You're treating each word as having the same information content? Clearly, that's not so. A word like "the" contains almost no information, which you can clearly tell by the fact that you can entirely remove them from most cases where they're used and meaning is neither changed nor lost. By contrast, a word like antidisestablishmentarianism is a complex and conceptually-rich term that loaded with meaning and context.
To look at it another way, which is more in line with the article, Claude Shannon defined information as surprise. So, when you can predict the next word, with high confidence, it's unsurprising and thus has low informational content. This was best exemplified in a demonstration Shannon did with some students, way back in 1951. The goal was to estimate the entropy of the English language by attempting to guess the next letter.

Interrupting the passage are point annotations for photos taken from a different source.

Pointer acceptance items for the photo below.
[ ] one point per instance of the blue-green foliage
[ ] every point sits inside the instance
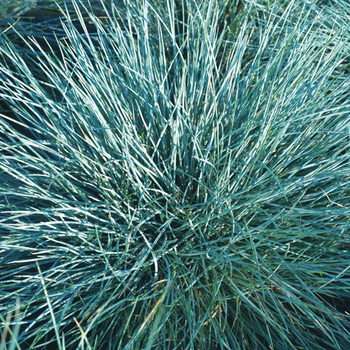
(179, 178)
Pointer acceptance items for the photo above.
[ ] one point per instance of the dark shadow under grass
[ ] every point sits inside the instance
(183, 182)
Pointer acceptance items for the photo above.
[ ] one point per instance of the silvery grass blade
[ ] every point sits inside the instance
(175, 180)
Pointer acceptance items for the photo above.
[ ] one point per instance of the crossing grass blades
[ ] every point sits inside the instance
(178, 178)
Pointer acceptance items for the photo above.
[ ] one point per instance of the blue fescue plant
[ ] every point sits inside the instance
(179, 178)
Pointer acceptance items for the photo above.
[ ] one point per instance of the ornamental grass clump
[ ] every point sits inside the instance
(178, 178)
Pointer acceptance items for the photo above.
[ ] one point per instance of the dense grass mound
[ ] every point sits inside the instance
(179, 179)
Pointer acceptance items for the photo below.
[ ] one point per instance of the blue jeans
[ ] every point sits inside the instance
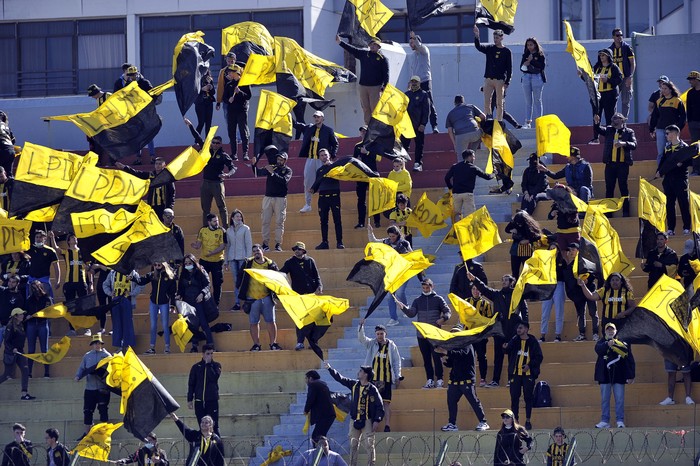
(37, 328)
(558, 301)
(532, 85)
(153, 310)
(401, 296)
(618, 390)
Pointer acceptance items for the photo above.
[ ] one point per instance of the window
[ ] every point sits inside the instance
(59, 57)
(160, 34)
(666, 7)
(571, 12)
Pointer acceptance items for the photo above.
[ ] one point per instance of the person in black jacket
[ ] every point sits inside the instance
(203, 387)
(614, 368)
(366, 410)
(204, 442)
(237, 97)
(509, 448)
(316, 137)
(620, 141)
(318, 406)
(56, 453)
(524, 361)
(419, 111)
(374, 74)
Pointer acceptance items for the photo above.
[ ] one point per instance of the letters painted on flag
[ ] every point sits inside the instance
(392, 110)
(56, 352)
(651, 205)
(426, 217)
(537, 279)
(97, 443)
(372, 15)
(477, 233)
(597, 229)
(382, 195)
(553, 137)
(15, 235)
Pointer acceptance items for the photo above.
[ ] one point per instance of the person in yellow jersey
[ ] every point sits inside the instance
(211, 239)
(258, 299)
(524, 360)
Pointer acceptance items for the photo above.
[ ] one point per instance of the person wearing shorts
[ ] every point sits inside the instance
(672, 369)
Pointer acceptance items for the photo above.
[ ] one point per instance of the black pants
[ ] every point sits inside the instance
(420, 143)
(204, 110)
(207, 408)
(676, 190)
(238, 119)
(361, 190)
(455, 392)
(216, 269)
(617, 172)
(326, 203)
(431, 360)
(425, 85)
(95, 399)
(526, 385)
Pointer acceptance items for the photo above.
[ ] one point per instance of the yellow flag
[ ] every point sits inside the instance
(274, 112)
(468, 315)
(57, 311)
(652, 205)
(477, 233)
(15, 235)
(247, 31)
(577, 51)
(191, 162)
(146, 225)
(382, 195)
(553, 137)
(274, 280)
(259, 70)
(115, 111)
(56, 352)
(181, 333)
(540, 269)
(426, 217)
(97, 443)
(372, 15)
(597, 229)
(392, 109)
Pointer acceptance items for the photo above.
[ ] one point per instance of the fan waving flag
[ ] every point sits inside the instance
(123, 124)
(661, 320)
(190, 62)
(497, 14)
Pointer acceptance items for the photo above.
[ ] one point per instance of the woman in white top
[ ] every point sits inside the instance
(239, 246)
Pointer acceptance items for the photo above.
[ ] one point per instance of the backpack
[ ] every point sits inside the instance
(542, 395)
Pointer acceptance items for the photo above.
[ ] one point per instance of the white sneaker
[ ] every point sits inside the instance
(482, 426)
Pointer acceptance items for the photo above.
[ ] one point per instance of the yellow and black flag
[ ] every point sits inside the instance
(273, 122)
(245, 39)
(123, 125)
(661, 319)
(190, 62)
(42, 177)
(497, 14)
(145, 402)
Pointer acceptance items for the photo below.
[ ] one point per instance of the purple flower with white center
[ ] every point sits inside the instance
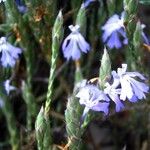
(113, 30)
(130, 88)
(21, 7)
(93, 99)
(2, 1)
(9, 53)
(114, 93)
(8, 87)
(87, 2)
(74, 44)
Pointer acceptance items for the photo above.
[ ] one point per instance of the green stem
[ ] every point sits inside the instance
(11, 122)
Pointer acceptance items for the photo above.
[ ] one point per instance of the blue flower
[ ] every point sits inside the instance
(2, 1)
(113, 30)
(9, 53)
(114, 93)
(93, 99)
(145, 39)
(8, 87)
(74, 44)
(131, 89)
(21, 7)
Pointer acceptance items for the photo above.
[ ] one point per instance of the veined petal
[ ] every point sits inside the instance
(126, 90)
(114, 41)
(101, 106)
(83, 45)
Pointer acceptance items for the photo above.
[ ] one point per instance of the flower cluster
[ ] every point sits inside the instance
(122, 86)
(9, 53)
(74, 44)
(113, 31)
(114, 34)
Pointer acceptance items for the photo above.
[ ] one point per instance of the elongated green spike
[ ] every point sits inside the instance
(57, 35)
(105, 69)
(81, 19)
(42, 126)
(42, 131)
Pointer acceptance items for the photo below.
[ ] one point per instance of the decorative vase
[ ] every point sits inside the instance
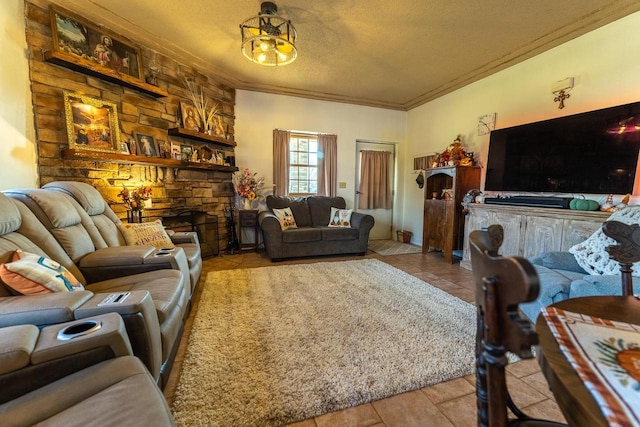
(134, 216)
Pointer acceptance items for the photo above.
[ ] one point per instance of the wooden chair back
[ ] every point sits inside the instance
(626, 252)
(501, 284)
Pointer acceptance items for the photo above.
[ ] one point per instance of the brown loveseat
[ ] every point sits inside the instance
(313, 236)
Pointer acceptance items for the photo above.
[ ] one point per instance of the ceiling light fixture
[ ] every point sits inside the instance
(268, 39)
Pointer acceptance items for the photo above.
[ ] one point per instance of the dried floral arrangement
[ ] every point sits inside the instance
(454, 155)
(248, 184)
(205, 109)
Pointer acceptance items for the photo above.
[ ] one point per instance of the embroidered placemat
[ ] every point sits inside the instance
(606, 356)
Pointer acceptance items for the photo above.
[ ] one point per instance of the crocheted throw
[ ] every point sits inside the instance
(591, 254)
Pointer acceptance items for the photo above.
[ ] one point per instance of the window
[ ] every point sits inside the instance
(303, 164)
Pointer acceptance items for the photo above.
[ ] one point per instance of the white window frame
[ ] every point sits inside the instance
(291, 165)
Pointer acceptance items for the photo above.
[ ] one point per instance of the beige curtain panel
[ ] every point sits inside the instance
(375, 180)
(327, 165)
(281, 162)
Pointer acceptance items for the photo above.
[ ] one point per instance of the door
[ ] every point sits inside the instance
(383, 217)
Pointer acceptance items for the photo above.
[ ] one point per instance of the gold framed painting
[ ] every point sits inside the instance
(92, 123)
(190, 117)
(94, 46)
(147, 145)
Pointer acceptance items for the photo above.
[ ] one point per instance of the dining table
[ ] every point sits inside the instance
(575, 400)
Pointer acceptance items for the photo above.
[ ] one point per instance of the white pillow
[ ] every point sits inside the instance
(340, 217)
(146, 234)
(30, 274)
(285, 216)
(591, 254)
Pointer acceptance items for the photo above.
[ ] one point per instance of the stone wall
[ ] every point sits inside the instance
(174, 189)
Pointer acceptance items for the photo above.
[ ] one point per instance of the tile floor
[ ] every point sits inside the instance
(450, 403)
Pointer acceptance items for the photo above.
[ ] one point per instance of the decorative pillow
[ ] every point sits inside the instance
(146, 234)
(340, 217)
(285, 216)
(29, 274)
(591, 254)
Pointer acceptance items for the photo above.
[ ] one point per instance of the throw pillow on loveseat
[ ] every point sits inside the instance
(312, 235)
(584, 270)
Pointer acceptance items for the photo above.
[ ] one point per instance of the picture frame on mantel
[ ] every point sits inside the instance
(92, 123)
(94, 46)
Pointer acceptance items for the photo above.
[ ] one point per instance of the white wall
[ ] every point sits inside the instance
(258, 114)
(604, 63)
(606, 71)
(17, 146)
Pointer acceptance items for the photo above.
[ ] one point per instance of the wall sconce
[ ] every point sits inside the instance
(561, 90)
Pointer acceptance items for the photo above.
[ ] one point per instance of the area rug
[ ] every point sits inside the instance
(393, 247)
(275, 345)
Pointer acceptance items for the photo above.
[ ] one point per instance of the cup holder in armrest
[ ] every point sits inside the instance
(79, 329)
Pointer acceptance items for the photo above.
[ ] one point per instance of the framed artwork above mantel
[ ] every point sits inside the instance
(82, 46)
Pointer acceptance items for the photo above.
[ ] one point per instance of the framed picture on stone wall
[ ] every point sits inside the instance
(146, 145)
(94, 46)
(92, 123)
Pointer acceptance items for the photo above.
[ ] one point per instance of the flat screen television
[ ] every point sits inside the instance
(594, 152)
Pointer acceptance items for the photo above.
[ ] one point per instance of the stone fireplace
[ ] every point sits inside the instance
(177, 186)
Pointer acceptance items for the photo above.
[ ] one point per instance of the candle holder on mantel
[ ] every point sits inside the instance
(134, 216)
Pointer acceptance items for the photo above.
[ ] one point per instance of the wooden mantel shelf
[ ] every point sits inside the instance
(192, 134)
(73, 154)
(105, 73)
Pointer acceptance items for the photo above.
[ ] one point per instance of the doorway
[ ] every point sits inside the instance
(383, 217)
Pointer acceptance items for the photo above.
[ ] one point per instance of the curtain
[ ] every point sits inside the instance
(375, 180)
(281, 162)
(327, 165)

The relevance to the finding in this paper is that a human speaker isn't making a decision, word by word, of what to say next. The speaker is making decisions about words, phrases, and even sentences. For instance, if I choose to conclude a short anecdote with the phrase "all is well that ends well", that was essentially one decision I made. Yes, I plucked that phrase from a large space of possible options, but it's not as large as it may seem when you consider I might have only some hundreds of such phrases that I use in my everyday speech.
But, it's not. So, the place to start disputing the claim is by understand their definitions and methodology. It's a shame the paper is pay-walled, but I'm sure more can be gleaned about these details, given I've heard this same finding repeated from other news outlets.